Bindegewebs-Support: Liefert Voraussetzungen für kollagenhaltige Strukturen.
Belastungs-Kontext: Wird im Zusammenhang mit oxidativem Stress untersucht.
Gepuffertes Ascorbat für bessere Magenverträglichkeit
Natriumascorbat bei empfindlichem Magen
Liposomales Vitamin C mit klarer Deklaration der Zusammensetzung
Natürliche Quellen von Vitamin C
Acerola-Kirsche
Amla-Beere (Indische Stachelbeere)
Camu Camu
Aronia Beeren
Brokkoli
Brokkolisprossen
Sanddorn (Sea Buckthorn)
Schwarzer Holunder (Elderberry)
Vitamin C kommt vor allem in Obst und Gemüse vor. Die Gehalte können je nach Sorte, Lagerung und Zubereitung deutlich variieren.
Mögliche Mangelsymptome
Anhaltende Müdigkeit und reduzierte Belastbarkeit
Erhöhte Erschöpfung im Alltag
Verzögerte Regeneration nach körperlicher Belastung
Empfindliches Zahnfleisch
Trockene oder raue Haut
Erhöhte Infektanfälligkeit im Alltag
Neigung zu blauen Flecken
Wie sich ein Bedarfszustand zeigen kann, ist individuell verschieden. Symptome sind unspezifisch — ärztliche Abklärung empfohlen.
Für wen ist es geeignet?
Menschen mit geringer Obst- und Gemüsezufuhr
Sportler mit hohem Trainingsvolumen
Personen in Phasen hoher körperlicher Belastung
Menschen mit einseitiger Ernährung
Personen mit erhöhtem Fokus auf Eisenaufnahme
Was ist Vitamin C?
Vitamin C (Ascorbinsäure) ist ein wasserlösliches Vitamin und essentielles Antioxidans. Laut EFSA trägt Vitamin C zur normalen Funktion des Immunsystems, zur normalen Kollagenbildung und zur Verringerung von Müdigkeit und Erschöpfung bei. Es erhöht zudem laut EFSA die Eisenaufnahme aus der Nahrung.

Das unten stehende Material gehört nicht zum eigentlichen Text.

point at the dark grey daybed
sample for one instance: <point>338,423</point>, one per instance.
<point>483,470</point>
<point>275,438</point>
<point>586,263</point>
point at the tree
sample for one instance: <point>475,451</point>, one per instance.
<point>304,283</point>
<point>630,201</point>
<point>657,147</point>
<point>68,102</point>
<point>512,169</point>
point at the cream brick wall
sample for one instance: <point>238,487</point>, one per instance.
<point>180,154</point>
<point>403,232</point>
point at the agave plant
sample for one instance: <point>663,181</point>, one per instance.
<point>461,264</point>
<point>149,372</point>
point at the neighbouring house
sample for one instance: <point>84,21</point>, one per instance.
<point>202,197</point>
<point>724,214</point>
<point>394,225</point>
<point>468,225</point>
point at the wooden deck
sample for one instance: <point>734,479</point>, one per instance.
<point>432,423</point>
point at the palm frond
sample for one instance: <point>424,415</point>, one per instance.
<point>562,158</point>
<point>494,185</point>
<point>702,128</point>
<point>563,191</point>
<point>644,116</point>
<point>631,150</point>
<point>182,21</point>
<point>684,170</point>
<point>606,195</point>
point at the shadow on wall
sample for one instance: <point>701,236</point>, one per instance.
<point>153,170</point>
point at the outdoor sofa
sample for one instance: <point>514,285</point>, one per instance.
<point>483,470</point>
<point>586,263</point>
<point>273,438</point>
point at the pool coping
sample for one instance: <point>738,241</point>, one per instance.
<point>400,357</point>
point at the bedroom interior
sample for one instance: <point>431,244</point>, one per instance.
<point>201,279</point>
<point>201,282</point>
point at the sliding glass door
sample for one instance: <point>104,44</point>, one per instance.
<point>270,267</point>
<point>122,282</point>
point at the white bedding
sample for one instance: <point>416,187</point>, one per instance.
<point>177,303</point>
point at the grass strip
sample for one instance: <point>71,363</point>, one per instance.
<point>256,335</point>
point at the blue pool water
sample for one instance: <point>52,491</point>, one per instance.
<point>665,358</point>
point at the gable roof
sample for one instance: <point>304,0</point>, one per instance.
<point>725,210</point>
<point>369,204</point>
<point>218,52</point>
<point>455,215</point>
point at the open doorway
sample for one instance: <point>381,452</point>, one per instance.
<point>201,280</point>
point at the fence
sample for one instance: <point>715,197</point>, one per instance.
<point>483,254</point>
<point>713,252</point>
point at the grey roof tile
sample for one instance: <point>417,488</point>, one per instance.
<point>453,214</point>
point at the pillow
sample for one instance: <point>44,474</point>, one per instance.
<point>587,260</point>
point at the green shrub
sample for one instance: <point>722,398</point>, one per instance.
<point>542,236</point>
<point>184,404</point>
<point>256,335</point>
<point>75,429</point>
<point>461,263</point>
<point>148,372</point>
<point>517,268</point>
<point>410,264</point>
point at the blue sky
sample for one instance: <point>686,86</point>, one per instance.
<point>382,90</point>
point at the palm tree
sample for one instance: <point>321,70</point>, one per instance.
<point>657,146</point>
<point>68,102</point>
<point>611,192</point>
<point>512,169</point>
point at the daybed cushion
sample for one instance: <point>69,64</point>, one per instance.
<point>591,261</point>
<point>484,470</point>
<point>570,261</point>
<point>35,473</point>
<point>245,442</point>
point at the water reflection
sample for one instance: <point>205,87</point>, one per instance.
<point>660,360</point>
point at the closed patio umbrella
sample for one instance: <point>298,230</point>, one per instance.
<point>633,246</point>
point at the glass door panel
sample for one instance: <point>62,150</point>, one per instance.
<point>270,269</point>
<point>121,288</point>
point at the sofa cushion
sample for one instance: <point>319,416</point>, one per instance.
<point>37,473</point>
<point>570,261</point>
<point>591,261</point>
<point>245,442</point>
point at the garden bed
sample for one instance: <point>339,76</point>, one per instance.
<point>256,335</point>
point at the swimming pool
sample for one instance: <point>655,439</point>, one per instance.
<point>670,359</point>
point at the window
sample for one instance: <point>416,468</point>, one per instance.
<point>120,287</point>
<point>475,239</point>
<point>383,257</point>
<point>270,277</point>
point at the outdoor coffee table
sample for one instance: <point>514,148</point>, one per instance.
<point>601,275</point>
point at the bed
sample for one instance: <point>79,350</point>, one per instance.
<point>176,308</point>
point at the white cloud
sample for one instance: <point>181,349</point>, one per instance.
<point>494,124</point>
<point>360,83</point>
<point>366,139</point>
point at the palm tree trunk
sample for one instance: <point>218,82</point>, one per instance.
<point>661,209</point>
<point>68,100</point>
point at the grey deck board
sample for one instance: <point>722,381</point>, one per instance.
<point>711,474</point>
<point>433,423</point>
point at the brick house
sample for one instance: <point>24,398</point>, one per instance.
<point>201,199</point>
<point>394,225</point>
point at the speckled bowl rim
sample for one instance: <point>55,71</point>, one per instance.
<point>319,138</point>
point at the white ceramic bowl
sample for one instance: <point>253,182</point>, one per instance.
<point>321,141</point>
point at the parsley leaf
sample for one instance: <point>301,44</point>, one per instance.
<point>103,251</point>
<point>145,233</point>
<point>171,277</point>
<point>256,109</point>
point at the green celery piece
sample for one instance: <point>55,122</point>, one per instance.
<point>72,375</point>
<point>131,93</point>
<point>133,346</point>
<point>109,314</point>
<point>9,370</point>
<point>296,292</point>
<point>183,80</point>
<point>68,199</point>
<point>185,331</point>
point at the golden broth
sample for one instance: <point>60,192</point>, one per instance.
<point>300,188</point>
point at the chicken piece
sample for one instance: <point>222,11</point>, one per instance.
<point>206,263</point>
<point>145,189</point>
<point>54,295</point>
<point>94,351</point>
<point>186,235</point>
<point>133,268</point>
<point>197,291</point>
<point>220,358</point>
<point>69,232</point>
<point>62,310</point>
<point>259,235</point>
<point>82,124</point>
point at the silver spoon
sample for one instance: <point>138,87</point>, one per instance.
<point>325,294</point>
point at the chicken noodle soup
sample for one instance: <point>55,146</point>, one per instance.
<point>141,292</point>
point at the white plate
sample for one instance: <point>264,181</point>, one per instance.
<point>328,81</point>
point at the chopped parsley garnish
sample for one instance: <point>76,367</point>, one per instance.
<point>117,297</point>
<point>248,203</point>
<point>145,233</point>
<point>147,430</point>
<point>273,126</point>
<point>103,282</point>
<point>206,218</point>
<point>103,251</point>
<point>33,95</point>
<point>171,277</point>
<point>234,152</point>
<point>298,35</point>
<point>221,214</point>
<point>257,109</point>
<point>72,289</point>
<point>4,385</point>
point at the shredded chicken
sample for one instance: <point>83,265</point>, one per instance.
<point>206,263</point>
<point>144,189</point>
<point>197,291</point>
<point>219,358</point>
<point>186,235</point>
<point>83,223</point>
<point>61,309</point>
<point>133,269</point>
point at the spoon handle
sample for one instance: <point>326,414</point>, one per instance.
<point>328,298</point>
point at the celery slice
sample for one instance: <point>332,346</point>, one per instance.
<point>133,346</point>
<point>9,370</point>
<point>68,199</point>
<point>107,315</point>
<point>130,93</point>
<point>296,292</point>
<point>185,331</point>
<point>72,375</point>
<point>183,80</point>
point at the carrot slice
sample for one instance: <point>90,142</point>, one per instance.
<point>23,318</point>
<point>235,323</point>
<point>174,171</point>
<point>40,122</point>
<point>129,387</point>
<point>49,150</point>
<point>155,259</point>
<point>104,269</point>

Brauche ich Vitamin C-Supplements?
Bei ausgewogener Ernährung mit ausreichend Obst und Gemüse ist eine Unterversorgung in Deutschland unwahrscheinlich. Die DGE empfiehlt 95–110 mg täglich für Erwachsene. Risikogruppen:
Raucher (erhöhter Bedarf durch oxidativen Stress)
Menschen mit sehr gemüse- und obstarmer Ernährung
In Stressphasen mit erhöhtem Bedarf
Vitamin C und das Immunsystem
Der populäre Glaube, Vitamin C verhindere Erkältungen, ist wissenschaftlich nicht eindeutig belegt. Studien zeigen: Vitamin C trägt laut EFSA zur normalen Immunfunktion bei — eine Megadosis-Einnahme bei bereits bestehender Erkältung zeigt laut aktueller Studienlage keinen gesicherten Zusatznutzen gegenüber der normalen Versorgung.
Eine Metaanalyse (Hemilä & Chalker, 2013) untersuchte Vitamin C und Erkältungen: Bei regulärer Einnahme wurde eine leichte Verkürzung der Erkältungsdauer beobachtet — bei Einnahme erst nach Symptombeginn nicht.
Hochdosiertes Vitamin C: 1.000 mg und mehr
Hochdosiertes Vitamin C wird in der Forschung zu verschiedenen Anwendungsgebieten untersucht. Was bekannt ist: Die Aufnahme ist sättigbar — ab ca. 200 mg nimmt die relative Absorption ab. Dosen über 2.000 mg täglich können bei manchen Menschen Verdauungsbeschwerden verursachen.
Vitamin C Formen
Ascorbinsäure: Günstigste Form, identisch mit körpereigenem C, leicht sauer
Natriumascorbat: Magenschonender (gepuffertes C), für empfindliche Mägen
Calciumascorbat / Ester-C: Wird länger in weißen Blutkörperchen gehalten laut Studien
Liposomales Vitamin C: Höhere Bioverfügbarkeit bei Hochdosierung in Studien — teurer
Qualitätskriterien
Ascorbinsäure oder Natriumascorbat als Basis
Kein unnötiger Zusatzstoff
Bei hochdosierten Präparaten: Drittlabor-Zertifizierung
Hinweis: Dieser Artikel dient ausschließlich der allgemeinen Information und stellt keine medizinische Beratung dar. Nahrungsergänzungsmittel ersetzen keine ausgewogene Ernährung und keinen Arztbesuch. Bei gesundheitlichen Beschwerden wende dich bitte an medizinisches Fachpersonal.